A church service was traditionally held at the beginning of the Court Assizes and this has developed into an annual Justice Service, organised by the High Sheriff, at which we give thanks for our system of law and order and acknowledge with gratitude the contributions of all those who work to uphold the law and administer justice in Hertfordshire - our judges and magistrates, police, prison and probation services, those who support victims, the armed forces, emergency services and the wide range of other public and voluntary groups and faith communities who work towards a fair, just and peaceful society.
This year’s Justice Service took place on Sunday 17th November in the magnificent St Albans Cathedral and was a wonderful and memorable event for me. Months of planning and preparation resulted in a service of uplifting music, a fine sermon and a focus on justice, fairness and integrity.
I was pleased to welcome the Lord-Lieutenant of Hertfordshire, many distinguished judges, including a Lord Justice of Appeal, High Court, Circuit, District and Employment judges, who joined the High Sheriff’s procession along with High Sheriff’s from other counties, the Chief Constable and Chief Fire Officer, the Chairmen of Hertfordshire Magistrates’ Benches & Panels, the Chancellor of the Diocese of St Albans, the Chief Legal Officer of Hertfordshire County Council, the President of Hertfordshire Law Society, the Dean of the Law School from the University of Hertfordshire, Barristers and Recorders.
The Mayors and Chairs of the towns, Boroughs and Districts looked splendid in their chains.
I was especially pleased to be joined by leaders and representatives of other faiths who were also warmly welcomed by the Dean.

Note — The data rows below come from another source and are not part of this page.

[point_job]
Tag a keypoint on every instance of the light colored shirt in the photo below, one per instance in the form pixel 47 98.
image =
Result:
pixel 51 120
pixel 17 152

The front of the Order of Service contained a collection of short passages from the scriptures of other faith groups which shared a common message and emphasised the themes of justice, mercy, love and peace.
The Purcell School of Music played 2 Processional Fanfares by Howarth and the Cathedral choir, directed by Master of the Music Andrew Lucas, sang beautifully throughout including the Anthem of the Prayer of St Francis set to music by John Joubert, an arrangement originally written for the Cathedral choir in 1976.
My chaplain Caroline Franks gave a finely crafted sermon, referring back to the Old Testament reading from Isaiah (read by HH Judge Michael Kay QC) and the New Testament story of the Good Samaritan (read by Chief Constable Charlie Hall QPM) and reminding us of the need to care for each other as we affirm our commitment to the cause of justice for all. My children, and Caroline, read the prayers beautifully.
The large congregation stayed for coffee after the service and enjoyed the new Welcome Centre and exploring the Cathedral, and I was pleased to entertain the judges and my family to lunch nearby afterwards.
The Under Sheriff Richard Taylor and Nicola Stokes deserve special thanks for their work in bringing the day together and ensuring that all went perfectly and I am very grateful to them both. It was a day I shall always remember!